This is where .select comes in. Adding .select(students.*) to my query will allow me to grab all the attributes I need on Student. I also need to move our aggregate function .average inside of the .select:
$ Student.select("students.*, avg(grade) AS average_grade")
.joins(:enrollments)
.group(:id)
.order("avg(grade) desc")
.first
=> #<Student id: 3, name: "Hermione Granger", house: "Gryffindor">
As you can see, ActiveRecord returned a Student object.
TL;DR
Whenever you add .select containing a calculation as an argument, ActiveRecord will return objects instead of hashes.

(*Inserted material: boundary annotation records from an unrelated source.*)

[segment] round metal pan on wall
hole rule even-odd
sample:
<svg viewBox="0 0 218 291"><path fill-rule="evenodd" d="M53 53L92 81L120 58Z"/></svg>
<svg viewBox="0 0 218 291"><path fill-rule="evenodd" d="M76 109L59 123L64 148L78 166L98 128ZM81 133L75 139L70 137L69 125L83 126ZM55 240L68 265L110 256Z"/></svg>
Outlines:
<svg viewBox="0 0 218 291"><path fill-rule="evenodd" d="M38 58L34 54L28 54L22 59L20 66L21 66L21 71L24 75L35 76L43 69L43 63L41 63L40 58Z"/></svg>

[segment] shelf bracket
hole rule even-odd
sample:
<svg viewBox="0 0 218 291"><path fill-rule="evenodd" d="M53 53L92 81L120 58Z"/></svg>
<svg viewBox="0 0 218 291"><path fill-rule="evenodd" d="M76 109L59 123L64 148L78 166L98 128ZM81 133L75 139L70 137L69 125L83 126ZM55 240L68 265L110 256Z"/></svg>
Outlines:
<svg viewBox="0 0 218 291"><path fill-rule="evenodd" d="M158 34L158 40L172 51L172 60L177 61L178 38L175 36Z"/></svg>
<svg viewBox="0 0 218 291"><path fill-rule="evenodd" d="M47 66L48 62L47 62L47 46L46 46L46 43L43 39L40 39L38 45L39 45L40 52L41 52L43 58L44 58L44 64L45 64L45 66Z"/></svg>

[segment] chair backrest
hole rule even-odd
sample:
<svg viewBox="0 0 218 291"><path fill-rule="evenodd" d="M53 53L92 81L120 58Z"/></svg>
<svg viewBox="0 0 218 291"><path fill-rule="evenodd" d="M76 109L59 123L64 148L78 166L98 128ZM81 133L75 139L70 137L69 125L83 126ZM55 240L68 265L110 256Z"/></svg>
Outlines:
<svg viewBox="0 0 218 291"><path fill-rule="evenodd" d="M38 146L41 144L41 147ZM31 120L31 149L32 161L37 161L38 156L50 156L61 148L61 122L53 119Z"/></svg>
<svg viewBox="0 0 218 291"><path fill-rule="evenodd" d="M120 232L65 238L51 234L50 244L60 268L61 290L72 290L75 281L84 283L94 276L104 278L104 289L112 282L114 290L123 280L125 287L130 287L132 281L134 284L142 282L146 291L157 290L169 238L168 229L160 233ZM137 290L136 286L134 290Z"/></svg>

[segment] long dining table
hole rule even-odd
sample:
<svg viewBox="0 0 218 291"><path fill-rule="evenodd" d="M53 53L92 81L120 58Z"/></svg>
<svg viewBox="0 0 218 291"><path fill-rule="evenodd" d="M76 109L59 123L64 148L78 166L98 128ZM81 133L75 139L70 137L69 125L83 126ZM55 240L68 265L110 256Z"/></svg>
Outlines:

Usually, I will group by the object’s primary key, the id (by default, ActiveRecord assumes :id is the id of the model the method lives on). If I choose to group by anything else, like the name, I will get that same pesky error that says "students.id must appear in your group by clause or appear in an aggregate function." To fix this, I would need to change my .select to only include the name attribute:
$ Student.select("name, avg(grade) AS average_grade”)
.joins(:enrollments)
.group(:name)
.order(“avg(grade) desc”)
.first
=> #<Student id: nil, name: "Hermione Granger">
Unless you are grouping by the model’s primary key, whatever attributes you put in you select must also be in your group by column.
One more thing: AS. By specifying a name for my aggregate function with AS, I have created a virtual attribute called average_grade. Even though I don't see the attribute on the returned object, I can call .average_grade on it and it will return the student's average grade:
Student.select("name, avg(grade) AS average_grade")
.joins(:enrollments)
.group(:name)
.order("avg(grade) desc")
.first
.average_grade
=> 0.9625e2